Season of the Witch
Last of the October horror movies with my wife is this one. Which to be clear is the 1973 George Romero movie, not the 2011 Nic Cage movie.
So the thing about George Romero is that I’ve never seen one of his movies before. I understand he did a bunch of zombie stuff, and I’ve gathered from cultural exposure that he stuffs them with Social Commentary Relevance stuff, but if you had pressed me about him, I would have said that he was a shlockmeister like Sam Raimi or Wes Craven or whatever.
But this movie makes me wonder if maybe he’s not more Social Commentary Relevance with only a side of horror?
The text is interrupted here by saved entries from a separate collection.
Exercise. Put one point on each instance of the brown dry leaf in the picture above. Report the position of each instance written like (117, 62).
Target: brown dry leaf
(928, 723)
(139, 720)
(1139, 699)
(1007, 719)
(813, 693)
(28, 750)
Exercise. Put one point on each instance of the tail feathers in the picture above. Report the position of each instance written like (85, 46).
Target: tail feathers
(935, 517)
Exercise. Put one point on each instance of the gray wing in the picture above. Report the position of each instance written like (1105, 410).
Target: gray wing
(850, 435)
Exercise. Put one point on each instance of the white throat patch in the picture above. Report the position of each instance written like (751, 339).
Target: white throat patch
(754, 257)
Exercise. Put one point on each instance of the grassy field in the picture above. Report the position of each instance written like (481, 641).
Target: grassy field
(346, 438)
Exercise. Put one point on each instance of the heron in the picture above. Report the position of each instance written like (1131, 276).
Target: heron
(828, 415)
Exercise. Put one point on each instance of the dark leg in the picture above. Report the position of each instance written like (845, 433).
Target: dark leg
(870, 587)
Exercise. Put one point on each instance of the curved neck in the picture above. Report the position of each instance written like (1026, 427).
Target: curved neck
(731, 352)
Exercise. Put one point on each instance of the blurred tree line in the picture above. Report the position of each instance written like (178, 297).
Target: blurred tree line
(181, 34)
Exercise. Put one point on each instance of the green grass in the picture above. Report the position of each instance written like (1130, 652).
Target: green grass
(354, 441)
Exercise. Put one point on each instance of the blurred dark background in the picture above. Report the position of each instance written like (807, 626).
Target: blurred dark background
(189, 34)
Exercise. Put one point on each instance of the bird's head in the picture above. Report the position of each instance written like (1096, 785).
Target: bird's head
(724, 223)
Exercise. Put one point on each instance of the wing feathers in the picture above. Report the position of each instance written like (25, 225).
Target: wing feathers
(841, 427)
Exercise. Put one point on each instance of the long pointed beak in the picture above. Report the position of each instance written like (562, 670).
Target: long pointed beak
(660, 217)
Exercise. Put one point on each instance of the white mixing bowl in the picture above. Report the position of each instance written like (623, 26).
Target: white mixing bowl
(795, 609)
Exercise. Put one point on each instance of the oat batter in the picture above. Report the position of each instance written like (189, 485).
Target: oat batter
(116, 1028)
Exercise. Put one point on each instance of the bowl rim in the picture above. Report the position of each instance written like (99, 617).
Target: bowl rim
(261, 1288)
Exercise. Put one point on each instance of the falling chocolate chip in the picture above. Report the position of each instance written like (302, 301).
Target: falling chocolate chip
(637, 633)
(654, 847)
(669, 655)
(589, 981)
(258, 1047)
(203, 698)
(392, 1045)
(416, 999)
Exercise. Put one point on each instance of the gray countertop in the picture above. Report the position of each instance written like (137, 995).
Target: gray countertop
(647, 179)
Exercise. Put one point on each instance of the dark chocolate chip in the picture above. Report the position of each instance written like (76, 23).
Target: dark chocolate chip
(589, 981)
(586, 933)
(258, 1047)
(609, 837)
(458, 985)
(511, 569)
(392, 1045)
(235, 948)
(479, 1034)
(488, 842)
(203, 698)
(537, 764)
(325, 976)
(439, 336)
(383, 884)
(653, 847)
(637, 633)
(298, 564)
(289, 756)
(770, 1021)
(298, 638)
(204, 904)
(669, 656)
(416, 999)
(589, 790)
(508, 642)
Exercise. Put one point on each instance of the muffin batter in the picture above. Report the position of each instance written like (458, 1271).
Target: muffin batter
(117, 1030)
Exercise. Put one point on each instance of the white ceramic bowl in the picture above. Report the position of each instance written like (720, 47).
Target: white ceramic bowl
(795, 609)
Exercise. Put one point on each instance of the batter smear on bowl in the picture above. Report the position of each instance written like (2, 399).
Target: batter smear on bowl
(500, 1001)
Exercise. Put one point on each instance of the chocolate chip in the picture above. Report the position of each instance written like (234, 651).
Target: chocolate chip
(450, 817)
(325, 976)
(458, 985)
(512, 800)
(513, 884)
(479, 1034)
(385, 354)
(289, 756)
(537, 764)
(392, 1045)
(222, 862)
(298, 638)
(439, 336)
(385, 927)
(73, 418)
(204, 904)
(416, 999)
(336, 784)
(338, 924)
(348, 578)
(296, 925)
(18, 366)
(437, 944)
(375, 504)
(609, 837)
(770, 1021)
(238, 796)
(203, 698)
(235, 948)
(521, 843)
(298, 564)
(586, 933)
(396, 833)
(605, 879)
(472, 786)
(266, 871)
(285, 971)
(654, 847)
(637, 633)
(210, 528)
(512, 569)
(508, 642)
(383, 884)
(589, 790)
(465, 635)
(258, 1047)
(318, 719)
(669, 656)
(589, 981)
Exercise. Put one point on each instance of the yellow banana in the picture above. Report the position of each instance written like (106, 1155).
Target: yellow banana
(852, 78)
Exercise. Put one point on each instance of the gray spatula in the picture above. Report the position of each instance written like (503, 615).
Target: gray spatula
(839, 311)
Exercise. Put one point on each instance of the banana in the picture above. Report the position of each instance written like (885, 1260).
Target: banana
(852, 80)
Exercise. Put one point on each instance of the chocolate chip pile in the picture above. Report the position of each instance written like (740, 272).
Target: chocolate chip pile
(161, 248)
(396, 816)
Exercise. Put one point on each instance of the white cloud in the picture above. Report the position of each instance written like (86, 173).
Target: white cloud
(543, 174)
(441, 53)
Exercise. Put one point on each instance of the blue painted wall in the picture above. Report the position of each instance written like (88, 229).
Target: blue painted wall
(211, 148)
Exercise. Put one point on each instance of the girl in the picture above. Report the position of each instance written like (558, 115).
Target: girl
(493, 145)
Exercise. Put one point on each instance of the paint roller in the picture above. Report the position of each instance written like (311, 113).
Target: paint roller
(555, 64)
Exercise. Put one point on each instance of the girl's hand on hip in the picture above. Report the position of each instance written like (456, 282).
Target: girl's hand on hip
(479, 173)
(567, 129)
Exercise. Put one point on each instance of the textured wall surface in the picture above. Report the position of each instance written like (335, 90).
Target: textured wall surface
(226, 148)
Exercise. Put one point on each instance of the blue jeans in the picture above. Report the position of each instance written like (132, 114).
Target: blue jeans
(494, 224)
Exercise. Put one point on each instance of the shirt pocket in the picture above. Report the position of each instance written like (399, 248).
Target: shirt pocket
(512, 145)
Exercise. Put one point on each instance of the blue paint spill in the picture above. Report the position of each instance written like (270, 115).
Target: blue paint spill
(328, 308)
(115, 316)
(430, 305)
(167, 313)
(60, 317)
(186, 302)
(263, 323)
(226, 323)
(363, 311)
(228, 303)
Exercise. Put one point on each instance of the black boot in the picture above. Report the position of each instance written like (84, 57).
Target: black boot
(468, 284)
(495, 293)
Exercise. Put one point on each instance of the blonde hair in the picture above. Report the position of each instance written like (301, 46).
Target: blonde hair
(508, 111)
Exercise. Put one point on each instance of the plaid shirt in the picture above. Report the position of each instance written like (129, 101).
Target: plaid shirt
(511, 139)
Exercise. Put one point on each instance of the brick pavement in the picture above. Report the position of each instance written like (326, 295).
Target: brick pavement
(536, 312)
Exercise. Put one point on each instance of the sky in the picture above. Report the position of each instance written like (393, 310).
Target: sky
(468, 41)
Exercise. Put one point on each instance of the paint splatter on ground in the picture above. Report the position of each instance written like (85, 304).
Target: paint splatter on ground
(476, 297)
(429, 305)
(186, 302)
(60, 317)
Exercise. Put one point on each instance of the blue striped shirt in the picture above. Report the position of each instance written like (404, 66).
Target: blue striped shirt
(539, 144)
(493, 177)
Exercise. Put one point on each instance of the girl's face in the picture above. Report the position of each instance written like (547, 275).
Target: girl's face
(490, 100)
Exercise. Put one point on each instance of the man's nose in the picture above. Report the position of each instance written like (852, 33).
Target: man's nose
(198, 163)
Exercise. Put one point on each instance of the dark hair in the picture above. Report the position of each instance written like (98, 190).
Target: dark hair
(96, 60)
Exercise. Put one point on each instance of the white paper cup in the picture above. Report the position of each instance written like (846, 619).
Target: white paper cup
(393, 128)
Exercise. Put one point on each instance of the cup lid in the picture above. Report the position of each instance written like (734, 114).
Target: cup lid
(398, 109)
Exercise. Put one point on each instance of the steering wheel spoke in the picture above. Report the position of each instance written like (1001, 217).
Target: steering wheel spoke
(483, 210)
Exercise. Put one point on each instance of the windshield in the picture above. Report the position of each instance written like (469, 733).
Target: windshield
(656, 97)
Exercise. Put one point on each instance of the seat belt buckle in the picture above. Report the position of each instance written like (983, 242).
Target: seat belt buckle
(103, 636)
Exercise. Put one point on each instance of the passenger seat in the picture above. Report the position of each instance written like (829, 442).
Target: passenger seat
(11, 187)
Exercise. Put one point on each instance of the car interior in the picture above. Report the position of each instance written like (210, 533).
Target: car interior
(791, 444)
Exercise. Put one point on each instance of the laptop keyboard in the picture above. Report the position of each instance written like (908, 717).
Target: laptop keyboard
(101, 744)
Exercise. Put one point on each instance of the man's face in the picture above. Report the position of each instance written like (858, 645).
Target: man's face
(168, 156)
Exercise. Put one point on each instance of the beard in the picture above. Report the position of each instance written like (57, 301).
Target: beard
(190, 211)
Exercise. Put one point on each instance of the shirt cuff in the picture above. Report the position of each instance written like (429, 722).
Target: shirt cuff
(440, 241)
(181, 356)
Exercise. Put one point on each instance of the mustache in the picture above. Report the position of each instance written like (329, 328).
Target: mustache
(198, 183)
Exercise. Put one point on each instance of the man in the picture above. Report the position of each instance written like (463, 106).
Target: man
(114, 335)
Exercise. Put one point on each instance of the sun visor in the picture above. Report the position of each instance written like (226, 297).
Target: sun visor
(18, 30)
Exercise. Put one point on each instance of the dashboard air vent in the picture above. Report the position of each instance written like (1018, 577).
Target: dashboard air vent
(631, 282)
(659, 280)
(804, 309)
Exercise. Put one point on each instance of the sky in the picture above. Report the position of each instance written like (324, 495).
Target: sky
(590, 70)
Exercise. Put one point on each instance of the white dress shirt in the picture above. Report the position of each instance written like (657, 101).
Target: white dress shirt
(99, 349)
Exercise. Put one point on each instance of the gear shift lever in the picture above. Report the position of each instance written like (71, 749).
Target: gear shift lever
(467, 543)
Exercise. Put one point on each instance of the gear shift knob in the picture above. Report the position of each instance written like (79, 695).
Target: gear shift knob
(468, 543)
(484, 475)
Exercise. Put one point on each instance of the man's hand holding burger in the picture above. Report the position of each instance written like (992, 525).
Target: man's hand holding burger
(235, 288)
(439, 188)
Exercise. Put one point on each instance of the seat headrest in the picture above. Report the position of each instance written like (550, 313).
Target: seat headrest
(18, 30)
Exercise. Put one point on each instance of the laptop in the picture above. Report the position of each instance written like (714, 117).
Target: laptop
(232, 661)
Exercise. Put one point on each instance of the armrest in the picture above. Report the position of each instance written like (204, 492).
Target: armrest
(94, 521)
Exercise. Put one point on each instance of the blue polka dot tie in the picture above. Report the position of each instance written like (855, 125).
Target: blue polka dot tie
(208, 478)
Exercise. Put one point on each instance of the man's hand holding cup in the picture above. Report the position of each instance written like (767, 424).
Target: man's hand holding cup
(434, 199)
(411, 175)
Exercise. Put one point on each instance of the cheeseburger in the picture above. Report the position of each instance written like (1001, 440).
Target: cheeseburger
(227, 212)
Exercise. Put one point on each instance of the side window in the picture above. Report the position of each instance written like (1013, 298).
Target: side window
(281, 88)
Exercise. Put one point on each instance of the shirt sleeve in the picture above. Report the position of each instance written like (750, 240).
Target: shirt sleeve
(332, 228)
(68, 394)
Because allegedly this is a movie about witches, but turns out they’re really the Wicca kind of witches, and this is actually a movie about feminism — or more accurately, “women’s lib,” because that’s the particular strain of feminism that it’s focusing on, the stifled housewives yearning to breathe free stuff. (In fact, the movie was originally going to be titled “Jack’s Wife,” before being released as “Hungry Wives” so they could pretend it was softcore porn (there is technically some nudity in it, but not very much at all), and then eventually getting this title after his zombie success made a horror tie-in seem more commercially viable.)
But and so, yeah, this is the story of a middle class housewife whose husband is a shithead (he hits her at one point, and it’s extremely un-shocking when he does, because you kinda already got that vibe from him). She has an affair with her college-aged daughter’s boyfriend (ew, but also the boyfriend is a teacher and the daughter is his student, so double ew) who keeps calling her “Mrs. Robinson” and is himself a shithead, and then she gets really into witchcraft, like joining a local coven and doing some spells at home.
And so there’s this tension in a movie like this of, is magic real? does the supernatural exist? And the movie plays with that a lot by having a demon-masked intruder break into her house and attack her in a dream sequence that repeats over and over with variations, but there really is nothing supernatural in the movie, and ultimately that dream sequence isn’t leading up to any demonic witchcraft stuff, but about her freaking out when her husband gets home from a business trip a day early and is fumbling at the door, whereupon she shoots and kills him.
As social commentary, it feels a little obvious, and Romero is probably not the ideal person to have made a movie about feminism, because you don’t get the sense he leaned into learning about the subject particularly hard — during the protagonist’s affair with the daughter’s boyfriend, there’s at least twice that a scene reads as rape, but then the movie is treating it as consensual, so that’s a thing.
I think where this movie is most interesting is as a period piece, really. It’s an interesting portrait of what ’70s people were thinking about, and how — god help us all — they were decorating their houses.